A lot of evidence suggests that non-resident buyers have only ever been a secondary factor in driving up house prices in Canada in recent years. And experts HuffPost Canada talked to generally agreed that a ban would have little overall impact on the market.
A foreign buyer ban "would create an initial knee-jerk reaction with a drop in sales," TD Bank chief economist Beata Caranci wrote in an email to HuffPost. But "because we're in a strong demand market, sales would subsequently level off and recover."
So, no help of the affordability front then.
Earlier on HuffPost Canada:
Meanwhile, the foreign buyers' taxes implemented in and around Toronto and Vancouver "appear to have done most of the leg work" in reducing foreign demand, said Stephen Brown, senior Canada economist at Capital Economics in London. "A complete ban would only remove those last few foreign buyers."
The share of homes sold to non-resident buyers has plummeted in the Toronto and Vancouver areas since the foreign buyers' taxes were implemented there. In Greater Toronto, foreign buyers accounted for 2.1 per cent of all sales earlier this year, down from 5.9 per cent just before the foreign buyers' tax was introduced in the spring of 2017.

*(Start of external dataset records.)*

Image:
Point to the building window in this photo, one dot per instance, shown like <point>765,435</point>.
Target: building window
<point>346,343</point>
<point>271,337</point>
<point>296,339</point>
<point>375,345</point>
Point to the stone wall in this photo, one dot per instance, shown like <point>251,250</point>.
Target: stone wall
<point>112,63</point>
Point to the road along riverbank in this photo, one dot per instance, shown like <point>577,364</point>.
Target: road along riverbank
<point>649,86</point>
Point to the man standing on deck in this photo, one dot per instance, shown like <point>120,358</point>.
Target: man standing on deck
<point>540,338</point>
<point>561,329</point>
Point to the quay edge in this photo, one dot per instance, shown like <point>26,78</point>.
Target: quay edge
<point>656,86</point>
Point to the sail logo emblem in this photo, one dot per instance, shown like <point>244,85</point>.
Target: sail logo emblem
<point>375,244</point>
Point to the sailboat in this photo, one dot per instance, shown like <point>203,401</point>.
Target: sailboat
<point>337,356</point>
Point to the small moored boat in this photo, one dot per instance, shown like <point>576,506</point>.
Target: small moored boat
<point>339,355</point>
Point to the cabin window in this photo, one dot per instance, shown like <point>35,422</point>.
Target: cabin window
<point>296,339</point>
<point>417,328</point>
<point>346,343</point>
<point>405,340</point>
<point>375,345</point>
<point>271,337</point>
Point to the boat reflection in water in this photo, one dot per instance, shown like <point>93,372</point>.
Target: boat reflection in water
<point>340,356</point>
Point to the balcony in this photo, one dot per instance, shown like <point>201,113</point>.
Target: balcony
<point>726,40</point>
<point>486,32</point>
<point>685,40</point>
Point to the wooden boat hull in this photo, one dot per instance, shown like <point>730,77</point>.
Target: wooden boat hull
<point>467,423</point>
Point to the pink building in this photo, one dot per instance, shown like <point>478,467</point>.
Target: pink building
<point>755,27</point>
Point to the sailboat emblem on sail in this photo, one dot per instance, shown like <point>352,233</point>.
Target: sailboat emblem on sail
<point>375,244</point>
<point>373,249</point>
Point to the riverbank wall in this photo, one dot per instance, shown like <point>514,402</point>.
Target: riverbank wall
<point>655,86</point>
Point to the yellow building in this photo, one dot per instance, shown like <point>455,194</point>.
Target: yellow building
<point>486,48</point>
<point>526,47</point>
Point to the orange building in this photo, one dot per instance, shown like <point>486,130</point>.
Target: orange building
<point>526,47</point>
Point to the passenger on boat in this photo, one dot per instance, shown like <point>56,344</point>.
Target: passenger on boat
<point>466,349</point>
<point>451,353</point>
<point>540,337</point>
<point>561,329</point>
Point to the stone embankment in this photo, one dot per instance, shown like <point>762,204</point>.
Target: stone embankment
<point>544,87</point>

The new taxes have pushed some foreign buyers to other markets, including Montreal, which has reported a rise in sales to non-residents recently, and to Ottawa, which now has a higher share of foreign buyers than Toronto.
But foreign buyers, at least in Canada, don't seem to be the crux of the affordability problem. In a recent study, Canada Mortgage and Housing Corp. estimated that three-quarters of the run-up in Vancouver's house prices from 2010 to 2016 can be attributed to super-low mortgage rates, rising incomes and a rapidly-growing population.
Market psychology is playing a big part
Just as importantly, the CMHC noted that "sustained price growth can lead to excessive optimism among market participants. Home price growth is being taken for granted by homebuyers and home sellers."
Canadians' "optimistic long-term expectations" for house prices are distorting the market and making it riskier, the CMHC said in the report issued in June.
In other words, we Canadians — rushed home-buyers and sellers with dollar signs in their eyes — are more responsible for the affordability crisis we have found ourselves in than any foreign buyers.
Longer housing market downturns
And in the longer run, Canadian homeowners might regret pushing non-residents out of the housing market altogether.
"While foreign buyers are unwelcome in most peoples' eyes at the moment, in the event of an economic downturn and a slump in the loonie they could prove to be a useful source of funds to prevent house prices falling too far," Capital Economics' Brown wrote in an email to HuffPost Canada. That "could have detrimental effects on consumer spending and the banks."
A foreign buyer ban "can lead to more extended weak markets once they occur," TD Bank's Caranci suggested. She noted that, in bad times, the government could roll back the ban, but it would face a "credibility" problem — foreign buyers would suspect they would be locked out again if the market improved.
So things could get messy — and unpredictable. All in all, it may simply be better to focus on other ways to address affordability, such as boosting spending on affordable housing, or allowing higher-density housing to be built in low-density neighbourhoods. The closer we look at foreign buyers in Canada, the less convincing the argument that they are the problem.